243 Anthropic Comment at 10; ARC Comment at 6 (“It could be important for legislators, regulators, etc. to require measurement of potential dangerous capabilities before training and/or deployment of models that are much more capable than the current state of the art.”); Shevlane, supra note 228, at 7 (“Industry standards or regulation could require a minimum duration for pre-deployment evaluation of frontier models, including the length of time that external researchers and auditors have access.”)..

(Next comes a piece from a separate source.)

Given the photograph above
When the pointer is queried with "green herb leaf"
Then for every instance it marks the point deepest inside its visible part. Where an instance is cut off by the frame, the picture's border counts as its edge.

244 See, e.g., HRPA Comment at 7-8 (There should be no third-party assessments or audits required at this time in the employment context, because “[m]ature, auditable, and accepted standards to evaluate bias and fairness of AI systems do not yet exist …” and might be overly burdensome, deepen mistrust in such systems, and potentially violate IP rights); AI Audit Comment at 2 (policy focus should be on internal assessments rather than bureaucratic checklists); Business Roundtable Comment at 12 (Government should let the industry engage in self-assessments and should not impose uniform requirements for third party assessments); Developers Alliance Comment at 12 (“AI accountability measures should be voluntary, and risk should be self-assessed”); Blue Cross Blue Shield Association Comment at 3 (“[T]hird-party audits are immature as a mechanism to detect or mitigate adverse bias”); James Madison Institute at 6; TechNet Comments at 3 (TechNet members believe that it is premature to mandate independent third-party auditing of artificial intelligence systems).

245 See, e.g., Salesforce Comment at 5-6; SIFMA Comment at 4.

246 See, e.g., U.S. Chamber Technology Engagement Center Comment at 10 (estimating audit costs at “hundreds of thousands of dollars.”). But see Certification Working Group (CWG) Comment at 19 (costs are modest relative to costs to overall development costs, and small compared to technology’s impact); Protofect Comment at 9 (costs vary widely depending on company size, data complexity, importance of AI to the product; having tiers of auditing can reduce costs).

247 HuggingFace Comment at 12.

248 See Riley and Ness Comment at 14.

249 See, e.g., OpenMined Comment at 4. See also GovAI Comment at 9 (recommending government fund “research and development of structured transparency tools”).

250 See, e.g., Centre for Information Policy Leadership Comment at 31.

251 See Georgetown University Center for Security and Emerging Technology Comment at 15.